[HN Gopher] Error-riddled data sets are warping our sense of how...
___________________________________________________________________
Error-riddled data sets are warping our sense of how good AI is
Author : djoldman
Score : 110 points
Date : 2021-04-02 13:49 UTC (2 days ago)
(HTM) web link (www.technologyreview.com)

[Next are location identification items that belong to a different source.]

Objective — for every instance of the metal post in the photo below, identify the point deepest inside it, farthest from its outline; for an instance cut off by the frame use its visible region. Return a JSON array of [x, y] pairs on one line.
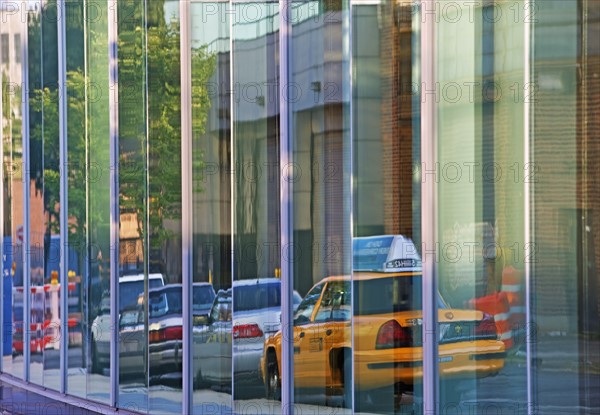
[[64, 183], [429, 210], [113, 74], [186, 201], [2, 260], [528, 208], [26, 195], [286, 207]]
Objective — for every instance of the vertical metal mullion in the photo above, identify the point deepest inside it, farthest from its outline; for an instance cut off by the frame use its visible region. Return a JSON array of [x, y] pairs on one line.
[[349, 93], [286, 207], [2, 276], [86, 276], [528, 208], [26, 195], [186, 199], [64, 235], [429, 209], [232, 178], [146, 240], [113, 66]]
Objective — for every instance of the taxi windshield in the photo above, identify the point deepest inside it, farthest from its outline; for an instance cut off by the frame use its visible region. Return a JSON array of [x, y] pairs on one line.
[[387, 295]]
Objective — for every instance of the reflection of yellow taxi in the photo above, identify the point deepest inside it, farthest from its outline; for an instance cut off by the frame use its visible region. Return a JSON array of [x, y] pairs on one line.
[[387, 337]]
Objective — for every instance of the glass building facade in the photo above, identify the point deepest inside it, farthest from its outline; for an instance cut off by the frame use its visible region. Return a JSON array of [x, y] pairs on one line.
[[309, 207]]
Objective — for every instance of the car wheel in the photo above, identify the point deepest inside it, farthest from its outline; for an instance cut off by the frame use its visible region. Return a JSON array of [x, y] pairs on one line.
[[273, 383], [199, 382], [452, 390], [95, 363]]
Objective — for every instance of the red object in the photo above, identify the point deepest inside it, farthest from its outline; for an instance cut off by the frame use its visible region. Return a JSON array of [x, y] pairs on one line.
[[392, 335], [247, 331]]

(TXT) w3m dump (www.technologyreview.com)
| Veedrac wrote:
| This article doesn't make any major factual errors, but it's
| implicating that this is some sort of surprise, and that it's a
| major impediment, neither or which hold up. While training on
| noisy datasets is an interesting problem for many practical use-
| cases, a few percent label errors in these classic basic datasets
| (MNIST, CIFAR, ImageNet) really doesn't matter that much. The
| first two are basically toys to check that your system works at
| all at this point, and even on ImageNet the best models are now
| more accurate than the original labels.
|
| However, per [1], progress on current ImageNet still correlates
| with true accuracy. This is in large because we move to harder
| tests when the easy ones stop working. In part it's also good,
| because training with label noise forces the use of better-
| generalizing solutions. The current SOTA is Meta Pseudo
| Labels[2], which is a particularly clever trick that never even
| directly exposes the final model to the training data.
|
| [1] Are we done with ImageNet? --
| https://arxiv.org/abs/2006.07159
|
| [2] Meta Pseudo Labels -- https://arxiv.org/abs/2003.10580
| currio wrote:
| I think other result from the article (and paper it links to)

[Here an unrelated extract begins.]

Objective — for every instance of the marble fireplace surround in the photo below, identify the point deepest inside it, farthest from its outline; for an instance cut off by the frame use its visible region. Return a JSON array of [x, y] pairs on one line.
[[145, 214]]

| is with more accurate data simpler models perform better than
| complicated models.
|
| This is a good observation because as the saying as "Garbage in
| garbage out" or "Model is only as good as data". It is better
| to focus on better data than spending time or improving models
| or overfitting complicated models to inaccurate data
| Guest42 wrote:
| Hadn't thought of it, but in my experience the "newer" models
| require a lot more data, this would them become an impediment
| because there's a certain likelihood the quality goes down
| with the increased quantity, i.e. measured differently or
| under different conditions.
| iudqnolq wrote:
| The article alleges that the error is non-random. There are
| some specific sorts of errors the humans on mechanical turk
| made, and the SOTA models get a significant portion of their
| advantage over earlier models based only on being better at
| guessing the incorrect labels. To a layperson, this sounds like
| a different issue to the one you refute. Is this not a big
| deal?
| Veedrac wrote:
| Label noise will almost always give you a weaker model, and
| sometimes it matters whether those are merely random or due
| to some general confusion (eg. people mistaking crabs for
| lobsters). But these datasets are best thought of as research
| tools, not generally directly useful for applied models.
|
| Whereas there are major practical issues with even small or
| subtle errors in, eg., medical or legal datasets for real-
| world models, a pure research dataset is generally fine as
| long as a higher score correlates with a smarter model. If
| MNIST, a nowadays-trivial handwritten digit recognition
| dataset, had all its '1's labels swapped with '3's labels, it
| would pretty much fill its role just as well.
| SpicyLemonZest wrote:
| It's good to hear that experts have strategies to handle the
| problem, but I think this will definitely be a surprise to most
| of the article's readers. I'm a relatively AI-interested
| layman, and I had assumed that these kinds of datasets had more
| like 99% accuracy.
| Veedrac wrote:
| Heh, I guess this is a difference in perspectives. ML has
| some really shoddy datasets, like really bad, worse than you
| think I mean.
|
| > The macro-averaged results show that the ratio of correct
| samples ("C") ranges from 24% to 87%, with a large variance
| across the five audited datasets. Particularly severe
| problems were found in CCAligned and WikiMatrix, with 44 of
| the 65 languages that we audited for CCAligned containing
| under 50% correct sentences, and 19 of the 20 in WikiMatrix.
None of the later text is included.